Viruses are unpredictable. Ebola experts are the first to admit that the current outbreak took virtually everyone by surprise and that the local and global response was very slow. Almost no one foresaw that a virus that typically burned through small-scale outbreaks in remote areas of Central Africa would break out in the more populated and interconnected West Africa. We currently are experiencing the longest sustained human transmission of the Ebola virus in history, and it is difficult to predict the end point. The Central African outbreaks have tended to be self-limiting; however, this has not proven to be the case so far in West Africa.

A small epidemic of a highly virulent pathogen can have a disproportionally large global impact. In terms of absolute numbers of cases and deaths, the Ebola outbreak remains relatively small.
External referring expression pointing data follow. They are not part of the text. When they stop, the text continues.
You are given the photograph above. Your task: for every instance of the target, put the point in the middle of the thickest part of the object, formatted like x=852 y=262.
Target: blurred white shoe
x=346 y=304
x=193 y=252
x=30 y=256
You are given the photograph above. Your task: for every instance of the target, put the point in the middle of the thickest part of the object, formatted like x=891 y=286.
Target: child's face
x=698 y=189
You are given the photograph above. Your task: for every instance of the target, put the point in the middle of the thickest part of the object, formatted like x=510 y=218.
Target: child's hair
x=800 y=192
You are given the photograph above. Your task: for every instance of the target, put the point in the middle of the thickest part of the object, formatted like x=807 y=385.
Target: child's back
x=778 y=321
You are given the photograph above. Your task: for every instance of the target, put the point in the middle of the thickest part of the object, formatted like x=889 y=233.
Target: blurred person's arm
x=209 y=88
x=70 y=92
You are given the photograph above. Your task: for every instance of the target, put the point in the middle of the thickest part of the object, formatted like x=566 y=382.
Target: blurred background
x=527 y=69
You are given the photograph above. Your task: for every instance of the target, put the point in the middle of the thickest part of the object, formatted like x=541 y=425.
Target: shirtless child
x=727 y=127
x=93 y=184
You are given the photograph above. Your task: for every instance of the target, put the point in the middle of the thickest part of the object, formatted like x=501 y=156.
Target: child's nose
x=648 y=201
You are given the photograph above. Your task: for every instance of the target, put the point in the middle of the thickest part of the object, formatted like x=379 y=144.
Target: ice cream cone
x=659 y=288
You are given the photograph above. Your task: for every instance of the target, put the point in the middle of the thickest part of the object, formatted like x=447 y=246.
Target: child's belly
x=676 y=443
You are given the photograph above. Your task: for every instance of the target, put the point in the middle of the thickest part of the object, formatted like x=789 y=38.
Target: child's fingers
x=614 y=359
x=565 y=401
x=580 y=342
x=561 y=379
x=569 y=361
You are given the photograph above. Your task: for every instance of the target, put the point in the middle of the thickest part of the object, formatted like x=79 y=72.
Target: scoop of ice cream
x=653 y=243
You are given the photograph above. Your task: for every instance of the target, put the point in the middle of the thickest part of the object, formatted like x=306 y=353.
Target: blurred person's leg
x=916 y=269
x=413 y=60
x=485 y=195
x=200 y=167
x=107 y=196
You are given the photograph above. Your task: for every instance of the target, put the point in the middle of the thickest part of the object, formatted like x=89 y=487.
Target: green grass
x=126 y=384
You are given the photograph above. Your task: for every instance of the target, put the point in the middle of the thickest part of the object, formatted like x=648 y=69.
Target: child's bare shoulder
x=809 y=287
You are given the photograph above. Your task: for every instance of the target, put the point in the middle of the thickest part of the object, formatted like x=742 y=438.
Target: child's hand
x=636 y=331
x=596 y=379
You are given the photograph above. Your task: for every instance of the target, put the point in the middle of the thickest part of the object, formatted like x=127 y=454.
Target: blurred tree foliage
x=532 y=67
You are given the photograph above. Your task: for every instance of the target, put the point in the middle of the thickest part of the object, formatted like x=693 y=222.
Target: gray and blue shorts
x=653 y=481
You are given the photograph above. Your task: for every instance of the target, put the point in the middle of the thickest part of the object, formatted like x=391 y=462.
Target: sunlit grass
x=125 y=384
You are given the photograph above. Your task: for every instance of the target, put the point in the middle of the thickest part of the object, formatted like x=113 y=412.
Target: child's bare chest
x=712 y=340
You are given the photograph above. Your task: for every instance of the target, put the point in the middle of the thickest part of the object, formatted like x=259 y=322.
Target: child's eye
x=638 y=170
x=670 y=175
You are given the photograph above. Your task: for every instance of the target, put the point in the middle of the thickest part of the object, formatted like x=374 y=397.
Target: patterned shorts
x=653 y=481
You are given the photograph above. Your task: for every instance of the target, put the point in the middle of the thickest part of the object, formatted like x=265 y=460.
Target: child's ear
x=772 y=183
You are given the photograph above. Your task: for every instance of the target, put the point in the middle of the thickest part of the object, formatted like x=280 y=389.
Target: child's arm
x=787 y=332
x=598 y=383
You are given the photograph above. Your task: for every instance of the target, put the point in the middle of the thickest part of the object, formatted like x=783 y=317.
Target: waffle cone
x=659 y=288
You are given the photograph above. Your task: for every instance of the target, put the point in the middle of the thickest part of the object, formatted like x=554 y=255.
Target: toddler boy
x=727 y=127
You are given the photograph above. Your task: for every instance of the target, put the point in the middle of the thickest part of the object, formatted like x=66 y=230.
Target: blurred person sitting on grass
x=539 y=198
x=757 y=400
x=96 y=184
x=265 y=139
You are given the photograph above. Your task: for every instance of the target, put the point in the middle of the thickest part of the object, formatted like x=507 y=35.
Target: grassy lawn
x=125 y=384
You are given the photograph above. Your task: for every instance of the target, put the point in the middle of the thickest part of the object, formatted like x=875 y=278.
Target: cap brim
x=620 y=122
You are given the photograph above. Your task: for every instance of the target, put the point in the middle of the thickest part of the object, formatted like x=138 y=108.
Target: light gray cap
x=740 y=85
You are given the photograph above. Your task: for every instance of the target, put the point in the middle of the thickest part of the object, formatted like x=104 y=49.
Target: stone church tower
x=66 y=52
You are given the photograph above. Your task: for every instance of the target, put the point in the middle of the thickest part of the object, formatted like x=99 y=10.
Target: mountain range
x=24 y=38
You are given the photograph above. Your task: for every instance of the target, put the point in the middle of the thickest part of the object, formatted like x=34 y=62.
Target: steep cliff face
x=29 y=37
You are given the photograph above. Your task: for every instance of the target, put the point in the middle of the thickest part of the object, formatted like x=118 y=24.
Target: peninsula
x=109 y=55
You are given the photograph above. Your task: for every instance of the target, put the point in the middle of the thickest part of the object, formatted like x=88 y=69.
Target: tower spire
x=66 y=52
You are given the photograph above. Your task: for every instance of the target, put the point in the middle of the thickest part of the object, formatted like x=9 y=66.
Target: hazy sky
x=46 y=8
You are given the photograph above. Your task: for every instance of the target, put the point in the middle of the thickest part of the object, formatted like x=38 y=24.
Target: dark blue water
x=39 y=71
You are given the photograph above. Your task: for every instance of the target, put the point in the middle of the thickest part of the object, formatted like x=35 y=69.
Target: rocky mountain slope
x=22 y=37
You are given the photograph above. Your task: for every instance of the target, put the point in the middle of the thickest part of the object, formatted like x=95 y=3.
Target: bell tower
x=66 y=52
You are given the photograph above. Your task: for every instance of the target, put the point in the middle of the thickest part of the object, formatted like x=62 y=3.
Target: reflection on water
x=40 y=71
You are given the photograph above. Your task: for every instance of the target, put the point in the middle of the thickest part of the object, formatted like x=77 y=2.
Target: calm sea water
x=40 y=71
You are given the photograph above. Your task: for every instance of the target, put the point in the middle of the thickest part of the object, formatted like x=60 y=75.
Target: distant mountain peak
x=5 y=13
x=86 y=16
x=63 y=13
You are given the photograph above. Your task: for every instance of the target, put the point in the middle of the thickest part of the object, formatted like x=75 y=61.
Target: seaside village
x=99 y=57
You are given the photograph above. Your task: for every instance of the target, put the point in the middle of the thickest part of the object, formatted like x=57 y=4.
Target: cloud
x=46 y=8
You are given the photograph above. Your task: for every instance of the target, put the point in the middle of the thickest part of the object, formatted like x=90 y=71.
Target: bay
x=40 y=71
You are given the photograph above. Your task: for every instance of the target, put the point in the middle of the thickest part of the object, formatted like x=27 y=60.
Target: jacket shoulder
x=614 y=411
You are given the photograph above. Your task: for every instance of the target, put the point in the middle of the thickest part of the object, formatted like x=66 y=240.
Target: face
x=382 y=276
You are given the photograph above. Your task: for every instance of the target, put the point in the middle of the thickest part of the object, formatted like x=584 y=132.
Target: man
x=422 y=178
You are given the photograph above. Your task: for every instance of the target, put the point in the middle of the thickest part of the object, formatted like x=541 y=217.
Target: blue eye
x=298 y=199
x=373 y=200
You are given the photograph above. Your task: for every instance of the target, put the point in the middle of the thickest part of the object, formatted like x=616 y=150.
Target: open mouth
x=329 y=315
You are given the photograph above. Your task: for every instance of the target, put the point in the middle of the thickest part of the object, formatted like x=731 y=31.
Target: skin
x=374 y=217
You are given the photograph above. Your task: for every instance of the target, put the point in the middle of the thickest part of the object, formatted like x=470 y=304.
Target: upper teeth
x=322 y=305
For example, roughly 4,000 people die every day from HIV/AIDS worldwide, whereas the Ebola outbreak has killed some 10,000 (assuming significant under-reporting) over approximately 12 months. Despite these low numbers, the impact of the epidemic on medical infrastructure and on society in general has been enormous in the effected countries and has had major ripple effects worldwide. The Ebola experience does not bode well for what might happen in the face of an outbreak of a highly virulent and contagious virus such as a mutant form of avian influenza H5N1.

Outbreak containment is extremely hard work. The difficult task of containing the Ebola outbreak comes down to old-school public-health measures such as quarantine, contact tracing and educating the public. These are hard things to do even in an age of the Internet, GPS and cell phones. The Ebola crisis has highlighted the public-health infrastructure weaknesses that exist in both the developing and the developed world.